Why will Oregon save a whopping $20 million annually when Washington is only saving between $1.6 million and $3.3 million? Aren't motorcycle registrations and accident rates about the same for both States?

In 1988, what was the public vote for and against the mandatory helmet law?

I presume that you have all of this data in your files, so if it would be more convenient for you to FAX them to me, I would be very grateful. My FAX number is (503) 615-1150.

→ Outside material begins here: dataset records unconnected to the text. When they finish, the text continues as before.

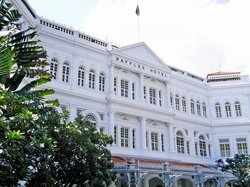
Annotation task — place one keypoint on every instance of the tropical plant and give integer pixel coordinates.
(20, 56)
(239, 166)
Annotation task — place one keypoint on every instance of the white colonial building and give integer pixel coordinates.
(169, 126)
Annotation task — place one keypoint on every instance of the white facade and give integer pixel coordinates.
(156, 113)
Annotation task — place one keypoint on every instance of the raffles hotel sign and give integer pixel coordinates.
(140, 66)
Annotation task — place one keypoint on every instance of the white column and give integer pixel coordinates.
(111, 123)
(192, 142)
(143, 132)
(73, 112)
(166, 96)
(171, 137)
(97, 80)
(130, 89)
(149, 141)
(130, 137)
(86, 78)
(159, 141)
(141, 85)
(111, 78)
(118, 86)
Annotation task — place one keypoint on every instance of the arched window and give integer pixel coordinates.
(177, 102)
(184, 104)
(101, 82)
(218, 110)
(81, 76)
(171, 99)
(180, 142)
(228, 109)
(198, 107)
(65, 72)
(204, 109)
(237, 109)
(202, 145)
(192, 106)
(91, 119)
(92, 79)
(54, 67)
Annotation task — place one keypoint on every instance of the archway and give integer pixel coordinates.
(155, 182)
(210, 183)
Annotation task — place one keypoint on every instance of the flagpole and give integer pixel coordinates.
(139, 29)
(137, 11)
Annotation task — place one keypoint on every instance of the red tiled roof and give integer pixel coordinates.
(222, 73)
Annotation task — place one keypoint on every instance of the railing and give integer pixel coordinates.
(175, 167)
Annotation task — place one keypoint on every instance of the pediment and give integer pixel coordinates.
(142, 53)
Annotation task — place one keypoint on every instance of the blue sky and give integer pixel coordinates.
(199, 36)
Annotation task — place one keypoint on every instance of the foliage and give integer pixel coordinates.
(20, 56)
(38, 146)
(33, 147)
(239, 166)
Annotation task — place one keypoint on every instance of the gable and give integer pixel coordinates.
(142, 53)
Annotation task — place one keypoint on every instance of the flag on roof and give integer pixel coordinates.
(137, 10)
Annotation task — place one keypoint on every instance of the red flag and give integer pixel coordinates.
(137, 10)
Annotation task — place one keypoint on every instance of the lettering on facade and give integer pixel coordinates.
(142, 67)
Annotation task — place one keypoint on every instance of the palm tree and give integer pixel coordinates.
(20, 54)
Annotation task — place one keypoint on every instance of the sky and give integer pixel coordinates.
(198, 36)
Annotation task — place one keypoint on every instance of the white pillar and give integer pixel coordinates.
(111, 78)
(111, 123)
(141, 85)
(73, 112)
(86, 78)
(171, 137)
(143, 132)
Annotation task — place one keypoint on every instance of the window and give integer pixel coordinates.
(152, 96)
(196, 148)
(115, 134)
(154, 141)
(180, 142)
(192, 106)
(188, 147)
(91, 119)
(101, 82)
(65, 72)
(115, 85)
(124, 137)
(224, 148)
(133, 91)
(218, 110)
(209, 150)
(92, 79)
(162, 143)
(124, 88)
(146, 139)
(81, 76)
(242, 146)
(171, 99)
(198, 107)
(237, 109)
(144, 92)
(177, 102)
(184, 105)
(228, 109)
(54, 67)
(204, 109)
(160, 99)
(133, 138)
(202, 144)
(101, 130)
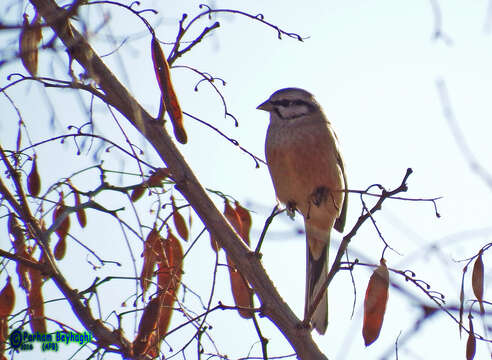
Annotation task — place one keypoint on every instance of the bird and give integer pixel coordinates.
(308, 175)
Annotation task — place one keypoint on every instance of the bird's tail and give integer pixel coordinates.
(316, 274)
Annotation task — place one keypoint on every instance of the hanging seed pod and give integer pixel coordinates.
(477, 281)
(241, 291)
(471, 343)
(33, 179)
(375, 303)
(179, 222)
(169, 97)
(7, 299)
(169, 280)
(60, 249)
(156, 179)
(147, 326)
(151, 254)
(64, 227)
(35, 302)
(137, 192)
(29, 40)
(81, 216)
(245, 220)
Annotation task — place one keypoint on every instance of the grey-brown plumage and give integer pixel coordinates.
(308, 174)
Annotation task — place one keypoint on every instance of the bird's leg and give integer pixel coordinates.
(291, 207)
(319, 195)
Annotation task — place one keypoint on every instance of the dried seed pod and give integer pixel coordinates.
(241, 291)
(155, 180)
(462, 300)
(375, 303)
(137, 192)
(168, 280)
(17, 233)
(147, 326)
(7, 299)
(179, 222)
(245, 220)
(213, 243)
(35, 302)
(233, 217)
(28, 44)
(60, 249)
(471, 342)
(33, 179)
(64, 226)
(81, 216)
(169, 97)
(151, 254)
(477, 280)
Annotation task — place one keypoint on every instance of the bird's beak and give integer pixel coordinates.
(266, 106)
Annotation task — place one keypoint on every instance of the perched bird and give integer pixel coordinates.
(308, 175)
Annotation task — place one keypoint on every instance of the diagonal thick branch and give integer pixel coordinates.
(117, 96)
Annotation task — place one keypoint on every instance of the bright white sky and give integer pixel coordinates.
(374, 68)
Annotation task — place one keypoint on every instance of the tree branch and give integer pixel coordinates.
(250, 266)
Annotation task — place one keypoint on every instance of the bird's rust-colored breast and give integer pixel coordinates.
(301, 158)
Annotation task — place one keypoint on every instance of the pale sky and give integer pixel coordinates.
(374, 67)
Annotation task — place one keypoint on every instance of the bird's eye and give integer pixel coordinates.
(283, 103)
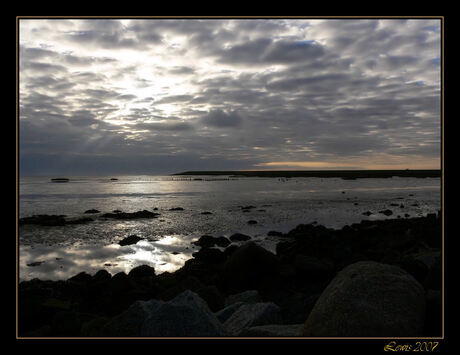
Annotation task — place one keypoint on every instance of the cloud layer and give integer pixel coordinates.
(163, 95)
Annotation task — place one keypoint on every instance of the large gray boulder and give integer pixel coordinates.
(368, 299)
(186, 315)
(251, 315)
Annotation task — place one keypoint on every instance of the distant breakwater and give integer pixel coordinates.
(344, 174)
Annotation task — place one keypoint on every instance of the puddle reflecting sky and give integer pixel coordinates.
(61, 262)
(61, 252)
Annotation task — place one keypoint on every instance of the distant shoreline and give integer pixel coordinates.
(344, 174)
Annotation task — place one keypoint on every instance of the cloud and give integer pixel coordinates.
(235, 93)
(222, 119)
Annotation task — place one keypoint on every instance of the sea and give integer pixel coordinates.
(209, 205)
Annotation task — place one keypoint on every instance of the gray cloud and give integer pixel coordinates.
(222, 119)
(209, 94)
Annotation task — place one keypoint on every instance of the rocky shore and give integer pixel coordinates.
(369, 279)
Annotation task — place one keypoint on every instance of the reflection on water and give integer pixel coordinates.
(63, 251)
(62, 262)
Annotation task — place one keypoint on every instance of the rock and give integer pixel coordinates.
(274, 234)
(60, 180)
(79, 220)
(142, 271)
(213, 297)
(313, 267)
(81, 278)
(93, 327)
(44, 220)
(210, 255)
(251, 315)
(117, 214)
(250, 296)
(35, 263)
(186, 315)
(369, 299)
(274, 330)
(434, 277)
(249, 267)
(386, 212)
(208, 241)
(433, 321)
(227, 312)
(239, 237)
(132, 239)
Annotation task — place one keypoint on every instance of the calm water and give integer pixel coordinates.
(61, 252)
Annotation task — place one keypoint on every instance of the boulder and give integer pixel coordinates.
(210, 256)
(251, 315)
(249, 267)
(228, 311)
(239, 237)
(207, 241)
(313, 267)
(273, 330)
(250, 296)
(142, 271)
(186, 315)
(132, 239)
(369, 299)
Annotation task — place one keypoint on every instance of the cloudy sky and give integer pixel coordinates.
(153, 96)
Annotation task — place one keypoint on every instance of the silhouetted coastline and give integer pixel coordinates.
(345, 174)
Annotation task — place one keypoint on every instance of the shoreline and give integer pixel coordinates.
(307, 260)
(344, 174)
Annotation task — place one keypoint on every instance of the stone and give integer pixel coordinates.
(210, 255)
(251, 315)
(186, 315)
(142, 271)
(239, 237)
(274, 330)
(386, 212)
(369, 299)
(227, 312)
(208, 241)
(249, 296)
(132, 239)
(313, 267)
(274, 234)
(117, 214)
(249, 267)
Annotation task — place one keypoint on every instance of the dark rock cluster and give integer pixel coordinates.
(320, 282)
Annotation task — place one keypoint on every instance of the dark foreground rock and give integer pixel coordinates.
(369, 299)
(132, 239)
(184, 316)
(131, 215)
(308, 281)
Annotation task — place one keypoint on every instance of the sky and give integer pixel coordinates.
(160, 96)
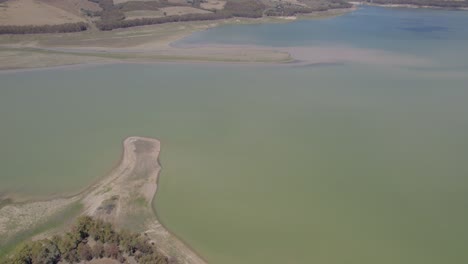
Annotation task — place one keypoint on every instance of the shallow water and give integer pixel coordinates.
(346, 162)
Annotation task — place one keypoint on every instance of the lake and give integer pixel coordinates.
(362, 160)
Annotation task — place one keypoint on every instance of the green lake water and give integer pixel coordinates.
(333, 163)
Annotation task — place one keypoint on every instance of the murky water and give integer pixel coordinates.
(341, 162)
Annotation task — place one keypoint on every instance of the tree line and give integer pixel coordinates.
(110, 25)
(89, 239)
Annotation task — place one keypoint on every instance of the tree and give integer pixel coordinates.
(98, 250)
(84, 252)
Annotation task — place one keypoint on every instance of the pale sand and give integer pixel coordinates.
(140, 44)
(125, 197)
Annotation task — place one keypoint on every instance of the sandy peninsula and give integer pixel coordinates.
(125, 198)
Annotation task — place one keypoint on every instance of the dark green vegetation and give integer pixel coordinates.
(433, 3)
(59, 220)
(32, 29)
(89, 239)
(112, 15)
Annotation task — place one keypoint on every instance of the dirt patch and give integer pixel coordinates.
(143, 13)
(34, 12)
(182, 10)
(213, 4)
(73, 6)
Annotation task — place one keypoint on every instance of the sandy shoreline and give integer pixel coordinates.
(139, 44)
(124, 197)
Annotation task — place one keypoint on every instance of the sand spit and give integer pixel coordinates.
(140, 44)
(124, 198)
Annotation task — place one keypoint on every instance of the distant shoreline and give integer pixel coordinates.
(25, 52)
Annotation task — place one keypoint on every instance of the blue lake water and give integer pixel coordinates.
(353, 161)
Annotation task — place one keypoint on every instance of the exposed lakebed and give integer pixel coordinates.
(356, 157)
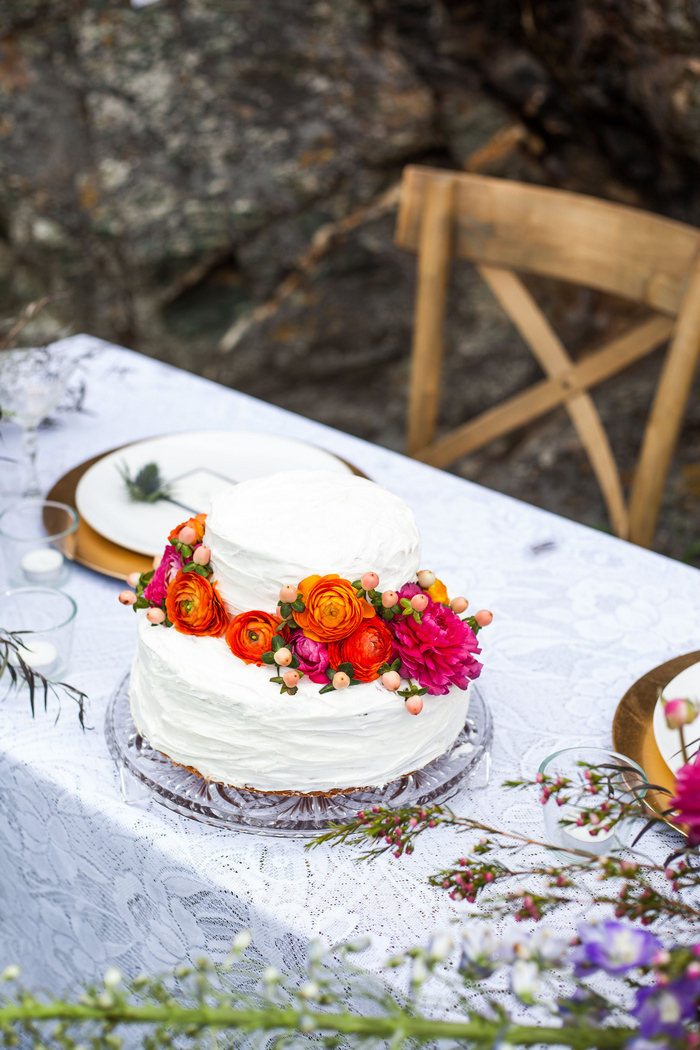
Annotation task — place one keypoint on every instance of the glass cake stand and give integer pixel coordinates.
(145, 774)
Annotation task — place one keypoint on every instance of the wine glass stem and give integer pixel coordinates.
(30, 479)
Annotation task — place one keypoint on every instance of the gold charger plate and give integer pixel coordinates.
(92, 549)
(633, 729)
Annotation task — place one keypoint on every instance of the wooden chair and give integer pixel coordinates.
(504, 226)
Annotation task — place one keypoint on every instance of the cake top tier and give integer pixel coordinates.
(279, 529)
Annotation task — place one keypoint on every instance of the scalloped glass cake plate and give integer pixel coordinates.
(146, 774)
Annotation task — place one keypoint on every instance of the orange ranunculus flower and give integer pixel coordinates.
(197, 524)
(366, 649)
(333, 609)
(194, 606)
(438, 592)
(250, 634)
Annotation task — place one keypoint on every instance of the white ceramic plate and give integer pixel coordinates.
(685, 685)
(198, 465)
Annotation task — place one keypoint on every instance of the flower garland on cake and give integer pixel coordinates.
(337, 632)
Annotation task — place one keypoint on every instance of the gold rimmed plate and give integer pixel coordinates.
(633, 730)
(94, 550)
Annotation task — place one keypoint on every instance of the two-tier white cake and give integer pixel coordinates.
(200, 705)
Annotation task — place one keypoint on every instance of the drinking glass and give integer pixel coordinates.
(38, 539)
(45, 618)
(629, 781)
(32, 383)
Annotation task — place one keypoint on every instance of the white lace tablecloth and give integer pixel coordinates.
(86, 880)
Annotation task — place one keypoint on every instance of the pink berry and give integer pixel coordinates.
(419, 602)
(391, 680)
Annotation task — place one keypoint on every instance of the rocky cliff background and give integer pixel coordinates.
(213, 183)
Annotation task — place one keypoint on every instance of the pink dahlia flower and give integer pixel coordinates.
(686, 800)
(166, 571)
(439, 651)
(313, 656)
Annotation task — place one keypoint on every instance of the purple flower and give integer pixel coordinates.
(665, 1010)
(166, 571)
(613, 947)
(313, 656)
(439, 651)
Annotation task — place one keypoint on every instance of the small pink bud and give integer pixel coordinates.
(419, 602)
(679, 712)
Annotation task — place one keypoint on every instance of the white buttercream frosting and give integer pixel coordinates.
(204, 708)
(276, 530)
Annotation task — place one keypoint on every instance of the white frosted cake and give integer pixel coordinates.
(310, 579)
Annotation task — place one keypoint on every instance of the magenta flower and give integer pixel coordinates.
(166, 571)
(313, 656)
(686, 800)
(439, 652)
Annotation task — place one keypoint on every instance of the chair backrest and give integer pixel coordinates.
(503, 226)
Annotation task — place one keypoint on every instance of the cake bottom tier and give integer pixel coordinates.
(207, 710)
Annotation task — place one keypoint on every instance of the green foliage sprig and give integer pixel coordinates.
(15, 666)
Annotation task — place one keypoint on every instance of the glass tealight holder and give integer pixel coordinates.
(628, 781)
(38, 540)
(43, 617)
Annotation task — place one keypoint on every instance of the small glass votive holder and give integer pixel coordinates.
(628, 782)
(43, 617)
(38, 540)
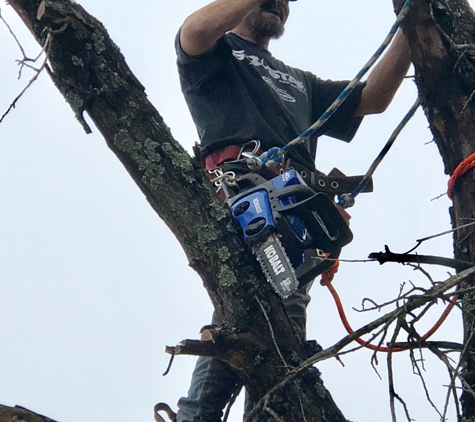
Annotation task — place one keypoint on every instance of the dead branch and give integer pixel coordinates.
(234, 349)
(413, 303)
(388, 256)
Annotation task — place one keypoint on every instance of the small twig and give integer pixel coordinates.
(273, 414)
(388, 256)
(271, 332)
(33, 79)
(235, 395)
(413, 303)
(424, 239)
(13, 35)
(163, 407)
(389, 362)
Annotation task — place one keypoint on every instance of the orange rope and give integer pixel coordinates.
(327, 281)
(463, 167)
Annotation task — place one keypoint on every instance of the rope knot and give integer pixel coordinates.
(329, 274)
(346, 200)
(273, 157)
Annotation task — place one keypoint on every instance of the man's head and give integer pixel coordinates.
(268, 20)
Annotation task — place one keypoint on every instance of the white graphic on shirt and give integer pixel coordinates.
(277, 75)
(281, 92)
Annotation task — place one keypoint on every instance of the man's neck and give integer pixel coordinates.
(262, 42)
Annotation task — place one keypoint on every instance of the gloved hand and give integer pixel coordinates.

I presume that we are all in search of the truth here. On my web site, I maintain a catalog of relevant motorcycle injury data. I am always anxious to hear about new studies and new data whether they support the use of helmets or not. I am presuming that the Oregonian has no problem providing the facts that it used to publish these conclusions Statewide.

END OF LETTER

Bob Caldwell responds:

Dear Sir:

This is in regard to your list of requests for the sources of my information about motorcycle helmets.

First, no, I won't share my notes, sources or Dr. Grant Higginson's letter with you.

Second, Dr. Higginson is, or was, a state official. I assume his number is in the state telephone book. Maybe he would send you a copy of his letter. He may even be willing to share whatever helmet studies he knows about in case you want to use them on your website.